Par ailleurs, Emmanuel Macron a assuré qu’il ne voulait « pas privatiser » l’entreprise publique, soulignant que les titres étaient « incessibles ». « Je pense que ça n’a aucun sens. »
► Pour mieux comprendre : Pourquoi la réforme de la SNCF fait du sur place
■ Sur l’islam et le radicalisme religieux
Pour le chef de l’Etat, l’islam est une « religion en quelque sorte nouvelle pour la République », reconnaissant une « peur » chez certains Français mais une peur qui « se nourrit d’un fait qu’il faut regarder en face : l’islamisme radical qui n’est pas l’islam ».
Interrogé justement sur les phénomènes d’embrigadement de jeunes dans l’islamisme radical, Emmanuel Macron a estimé que le « travail de reconquête » était « l’un des plus grands défis de notre nation ».
Le chef de l’Etat a eu un mot également sur le port du voile islamique : « Je veux être sûr qu’une femme voilée l’est par choix », a-t-il déclaré, estimant toutefois que le voile n’était « pas conforme à la civilité qu’il y a dans ce pays, dans le rapport entre les hommes et les femmes ».

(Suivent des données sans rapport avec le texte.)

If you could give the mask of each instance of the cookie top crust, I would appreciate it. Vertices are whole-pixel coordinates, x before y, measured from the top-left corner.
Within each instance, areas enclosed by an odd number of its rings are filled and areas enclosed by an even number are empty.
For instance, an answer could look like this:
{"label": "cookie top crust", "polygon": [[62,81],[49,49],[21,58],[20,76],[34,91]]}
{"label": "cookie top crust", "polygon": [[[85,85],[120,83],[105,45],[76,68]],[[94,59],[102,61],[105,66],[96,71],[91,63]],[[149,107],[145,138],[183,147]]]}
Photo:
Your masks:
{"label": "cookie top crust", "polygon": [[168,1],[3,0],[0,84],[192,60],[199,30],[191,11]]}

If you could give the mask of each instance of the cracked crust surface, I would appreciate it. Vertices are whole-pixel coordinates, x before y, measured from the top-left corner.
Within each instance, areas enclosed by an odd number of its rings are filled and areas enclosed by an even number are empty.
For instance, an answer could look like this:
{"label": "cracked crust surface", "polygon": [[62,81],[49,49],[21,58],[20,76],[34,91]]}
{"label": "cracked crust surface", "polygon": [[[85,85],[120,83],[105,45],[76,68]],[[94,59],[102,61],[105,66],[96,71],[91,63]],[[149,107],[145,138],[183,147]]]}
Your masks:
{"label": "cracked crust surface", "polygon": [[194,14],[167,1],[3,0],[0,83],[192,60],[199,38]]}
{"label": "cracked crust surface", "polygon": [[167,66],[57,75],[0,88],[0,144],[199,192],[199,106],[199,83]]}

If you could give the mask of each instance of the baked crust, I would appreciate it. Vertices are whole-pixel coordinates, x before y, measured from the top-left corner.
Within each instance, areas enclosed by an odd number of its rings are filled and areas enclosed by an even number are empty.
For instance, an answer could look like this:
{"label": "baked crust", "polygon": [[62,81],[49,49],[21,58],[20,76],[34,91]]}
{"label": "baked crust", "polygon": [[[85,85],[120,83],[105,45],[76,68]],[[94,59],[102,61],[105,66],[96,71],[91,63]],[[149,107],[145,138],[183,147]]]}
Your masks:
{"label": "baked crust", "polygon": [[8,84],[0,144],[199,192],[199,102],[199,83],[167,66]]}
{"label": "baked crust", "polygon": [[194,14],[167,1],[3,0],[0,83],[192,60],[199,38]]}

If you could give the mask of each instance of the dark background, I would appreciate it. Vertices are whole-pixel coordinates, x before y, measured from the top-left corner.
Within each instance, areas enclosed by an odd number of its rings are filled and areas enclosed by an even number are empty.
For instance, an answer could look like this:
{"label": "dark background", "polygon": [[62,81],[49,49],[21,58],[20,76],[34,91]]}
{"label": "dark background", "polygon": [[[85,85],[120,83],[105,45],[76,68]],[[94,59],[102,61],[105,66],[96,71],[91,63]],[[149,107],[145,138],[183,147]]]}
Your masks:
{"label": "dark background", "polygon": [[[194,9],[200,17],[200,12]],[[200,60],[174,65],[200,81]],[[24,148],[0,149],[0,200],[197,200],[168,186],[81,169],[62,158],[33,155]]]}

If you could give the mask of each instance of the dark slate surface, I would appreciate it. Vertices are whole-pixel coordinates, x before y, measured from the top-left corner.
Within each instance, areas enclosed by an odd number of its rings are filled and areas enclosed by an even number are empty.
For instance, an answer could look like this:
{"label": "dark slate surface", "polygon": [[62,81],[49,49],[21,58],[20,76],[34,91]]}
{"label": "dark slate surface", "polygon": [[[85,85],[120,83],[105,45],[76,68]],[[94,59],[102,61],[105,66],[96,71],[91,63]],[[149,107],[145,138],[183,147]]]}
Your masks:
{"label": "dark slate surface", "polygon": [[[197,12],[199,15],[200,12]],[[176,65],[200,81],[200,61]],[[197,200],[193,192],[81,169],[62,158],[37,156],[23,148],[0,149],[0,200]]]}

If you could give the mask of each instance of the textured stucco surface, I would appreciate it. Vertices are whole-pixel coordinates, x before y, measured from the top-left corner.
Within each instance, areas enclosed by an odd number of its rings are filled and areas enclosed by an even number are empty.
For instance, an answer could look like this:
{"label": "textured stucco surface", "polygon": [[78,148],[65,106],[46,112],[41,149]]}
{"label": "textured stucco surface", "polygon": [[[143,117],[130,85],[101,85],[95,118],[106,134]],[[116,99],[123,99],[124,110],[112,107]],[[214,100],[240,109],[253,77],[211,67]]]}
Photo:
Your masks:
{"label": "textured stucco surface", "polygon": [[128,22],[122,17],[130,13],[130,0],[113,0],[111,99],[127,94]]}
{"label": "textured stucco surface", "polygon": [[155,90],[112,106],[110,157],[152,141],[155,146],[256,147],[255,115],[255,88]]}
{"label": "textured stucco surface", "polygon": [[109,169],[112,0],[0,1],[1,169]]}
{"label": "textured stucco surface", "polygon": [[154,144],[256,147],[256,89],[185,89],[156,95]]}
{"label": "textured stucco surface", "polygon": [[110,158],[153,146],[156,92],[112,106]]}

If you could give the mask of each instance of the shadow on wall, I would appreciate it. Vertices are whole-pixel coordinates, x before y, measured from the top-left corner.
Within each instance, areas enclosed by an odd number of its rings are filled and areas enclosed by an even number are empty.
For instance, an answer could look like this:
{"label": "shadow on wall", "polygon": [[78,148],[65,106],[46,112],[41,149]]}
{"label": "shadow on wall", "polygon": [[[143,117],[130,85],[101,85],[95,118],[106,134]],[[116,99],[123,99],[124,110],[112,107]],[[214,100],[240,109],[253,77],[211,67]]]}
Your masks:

■ Sur la politique migratoire de la France
Avançant que le pays était face à un « phénomène migratoire inédit » et qui ne sera pas de courte durée, le président Macron a affirmé que « concentrer les gens qui arrivent, [c’était]multiplier les inégalités au carré. »
« Le droit d’asile est constitutionnel en France », a rappelé le chef de l’Etat qui conteste que le gouvernement cherche à raccourcir les délais d’examen d’une demande pour « rendre le droit d’asile plus difficile », comme l’avançait Edwy Plenel.
Le président souhaite que le délit de solidarité soit « adapté » et non « supprimé ». « Parfois, avec des bons sentiments, on couvre des crimes », a-t-il déclaré, évoquant les réseaux de passeurs qu’il est impératif de démanteler.